Lead author Qin Liu, MD, PhD, Research Assistant Professor, and Pierce collaborated with a team at The Wistar Institute led by David Speicher to perform the analyses for this study. The researchers used mass spectrometry to identify and measure the amounts of proteins in mouse photoreceptor sensory cilia. They found many proteins in the cilia that had not been identified in photoreceptors before. This includes proteins involved in intraflagellar transport, which is a process that moves materials from the cell body into the cilia. Mutations in proteins associated with this transport system lead to a number of cilia-related diseases.

The investigators also found 60 proteins encoded by genes on chromosomes implicated in 23 inherited cilia-related disorders. Armed with this knowledge, researchers hope to be able to more quickly find the exact genetic mutations that cause these 23 cilia diseases, which include eye and kidney diseases, among others.

Pierce is a pediatric ophthalmologist who specializes in caring for children with inherited retinal degenerations. He says that about half of his patients with degenerative eye diseases have a type of disease that can be identified according to its genetic mutation. He believes that this research will help identify the genetic causes behind the other half of his patients’ conditions.

“We’re narrowing the field,” says Pierce. “This research in and of itself can’t find a cure, but it’s a great start because it tells you what proteins to study.”

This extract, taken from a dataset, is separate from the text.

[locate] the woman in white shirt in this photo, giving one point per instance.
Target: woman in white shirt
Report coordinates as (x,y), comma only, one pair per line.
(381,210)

Co-authors also include Edward N. Pugh, Jr., from Penn; Glenn Tan, Natasha Levenkova, and John J. Rux, of the Wistar Institute; and Tiansen Li of Harvard Medical School. The National Eye Institute, the F.M. Kirby Foundation, The Foundation Fighting Blindness, Research to Prevent Blindness, the Rosanne H. Silbermann Foundation, the Mackall Foundation Trust, and the Commonwealth University Research Enhancement Program provided funding for this research.